Researchers also cited studies from Mexico and South Africa, showing that sugar-sweetened beverage taxes have significant health and economic benefits when effectively implemented.

Govt’s involvement key

Speaking with Blueprint Weekend, the national secretary, Diabetes Association of Nigeria, Comrade Bernard Enyia, was optimistic that tax would discourage and reduce the excessive consumption of sugar sweetened beverages.

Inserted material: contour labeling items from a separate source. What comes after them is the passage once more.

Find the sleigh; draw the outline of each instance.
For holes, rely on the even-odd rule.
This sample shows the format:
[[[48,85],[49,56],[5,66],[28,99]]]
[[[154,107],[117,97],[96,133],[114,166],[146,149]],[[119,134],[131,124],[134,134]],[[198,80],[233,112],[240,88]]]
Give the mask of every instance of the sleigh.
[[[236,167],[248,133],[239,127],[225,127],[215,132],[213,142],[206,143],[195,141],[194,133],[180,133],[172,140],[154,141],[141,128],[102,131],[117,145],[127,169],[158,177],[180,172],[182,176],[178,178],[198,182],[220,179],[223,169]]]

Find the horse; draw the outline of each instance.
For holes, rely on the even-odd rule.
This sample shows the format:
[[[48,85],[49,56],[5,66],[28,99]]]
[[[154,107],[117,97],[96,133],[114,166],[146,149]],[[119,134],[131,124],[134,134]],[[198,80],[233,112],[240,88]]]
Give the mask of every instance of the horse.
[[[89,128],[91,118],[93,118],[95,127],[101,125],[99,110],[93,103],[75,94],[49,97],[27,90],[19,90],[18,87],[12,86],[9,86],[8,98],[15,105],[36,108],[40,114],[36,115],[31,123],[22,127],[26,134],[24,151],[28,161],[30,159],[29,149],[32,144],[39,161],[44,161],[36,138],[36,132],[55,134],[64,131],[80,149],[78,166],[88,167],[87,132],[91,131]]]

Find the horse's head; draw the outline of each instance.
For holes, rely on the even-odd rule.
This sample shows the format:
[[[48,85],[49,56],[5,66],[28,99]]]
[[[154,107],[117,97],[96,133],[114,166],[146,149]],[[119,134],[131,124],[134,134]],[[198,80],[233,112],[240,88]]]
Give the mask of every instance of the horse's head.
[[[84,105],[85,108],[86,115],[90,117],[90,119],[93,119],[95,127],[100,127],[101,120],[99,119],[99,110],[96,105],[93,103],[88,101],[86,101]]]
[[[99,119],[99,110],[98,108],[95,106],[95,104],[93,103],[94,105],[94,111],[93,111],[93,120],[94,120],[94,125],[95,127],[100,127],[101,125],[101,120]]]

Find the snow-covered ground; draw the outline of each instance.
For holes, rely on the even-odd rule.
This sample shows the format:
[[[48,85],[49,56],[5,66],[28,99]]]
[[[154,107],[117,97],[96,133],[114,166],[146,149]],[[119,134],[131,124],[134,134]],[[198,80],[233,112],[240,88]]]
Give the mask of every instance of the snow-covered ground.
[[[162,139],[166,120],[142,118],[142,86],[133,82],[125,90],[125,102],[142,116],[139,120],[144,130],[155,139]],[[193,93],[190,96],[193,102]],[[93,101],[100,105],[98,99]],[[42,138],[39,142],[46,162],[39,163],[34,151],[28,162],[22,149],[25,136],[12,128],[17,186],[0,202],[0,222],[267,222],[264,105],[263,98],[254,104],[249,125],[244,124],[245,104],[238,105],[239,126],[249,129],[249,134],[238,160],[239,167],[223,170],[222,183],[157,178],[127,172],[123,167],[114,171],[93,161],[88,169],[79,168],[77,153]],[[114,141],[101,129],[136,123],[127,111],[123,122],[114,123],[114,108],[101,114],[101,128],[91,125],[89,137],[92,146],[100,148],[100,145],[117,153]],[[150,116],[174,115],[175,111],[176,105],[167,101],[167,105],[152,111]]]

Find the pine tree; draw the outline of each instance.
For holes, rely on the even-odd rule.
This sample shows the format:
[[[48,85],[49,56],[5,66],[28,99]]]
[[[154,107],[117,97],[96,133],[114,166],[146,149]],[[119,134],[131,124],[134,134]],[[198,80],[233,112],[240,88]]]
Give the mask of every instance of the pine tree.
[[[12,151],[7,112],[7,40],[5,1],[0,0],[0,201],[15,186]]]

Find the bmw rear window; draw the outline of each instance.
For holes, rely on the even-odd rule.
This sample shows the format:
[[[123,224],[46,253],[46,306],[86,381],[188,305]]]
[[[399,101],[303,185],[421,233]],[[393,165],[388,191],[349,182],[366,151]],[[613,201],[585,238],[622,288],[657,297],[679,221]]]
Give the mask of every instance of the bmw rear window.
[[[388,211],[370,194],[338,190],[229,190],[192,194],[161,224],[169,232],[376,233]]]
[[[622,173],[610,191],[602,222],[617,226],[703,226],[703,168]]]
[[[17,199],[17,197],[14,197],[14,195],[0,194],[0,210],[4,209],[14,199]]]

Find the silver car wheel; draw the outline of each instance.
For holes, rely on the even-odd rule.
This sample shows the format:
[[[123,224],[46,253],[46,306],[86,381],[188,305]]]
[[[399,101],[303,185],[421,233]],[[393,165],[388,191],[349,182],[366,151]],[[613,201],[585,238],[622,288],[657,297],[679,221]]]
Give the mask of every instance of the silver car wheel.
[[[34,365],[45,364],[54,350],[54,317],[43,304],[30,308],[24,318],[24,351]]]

He said: “Of course when there is an increase in the prices of sugar sweetened beverages, it will discourage and reduce the excessive consumption with its attendant reduction in incidence of diabetes morbidity. The result for now is still insignificant but will definitely increase when the money is eventually ploughed back into diabetes and NCDs intervention.”

Enyia, who called on the government to channel the generated funds on the SSB tax into diabetes care, advocated compulsory diabetes’ screening for every patient that visits the hospital.

“The government should ensure that funds generated from this pro health tax are channelled into diabetes care as well as intensify diabetes awareness by sponsoring promos in the federal government owned media organisations. Also, there should be training for the health care practitioners on how to observe early warning signs and early diagnosis which can prevent Type 2 diabetes; and government should make diabetes screening compulsory for every patient that visit the hospital.

“Persons living with diabetes should be engaged in the decision making process, and build their capacity and empower them towards self care and sustainable coping mechanisms. The SSB tax should be increased to at least N30:00 per litre in line with international best practices as recommended by the WHO.

“The government should also implement the budgetary allocation of 40% health care financing recommended by theWHO, and subsidise the cost of insulin by giving waivers to import tariffs and make diabetes screening Free in all health facilities in Nigeria.

“It should also sponsor a diabetes retreat for wives of governors as soon as their husbands win elections to strategically motivate them to take on diabetes care as their pet project. Also, diabetes education should be integrated into the secondary school’s curriculum and general studies of tertiary institutions to expand the scope of diabetes education in Nigeria.”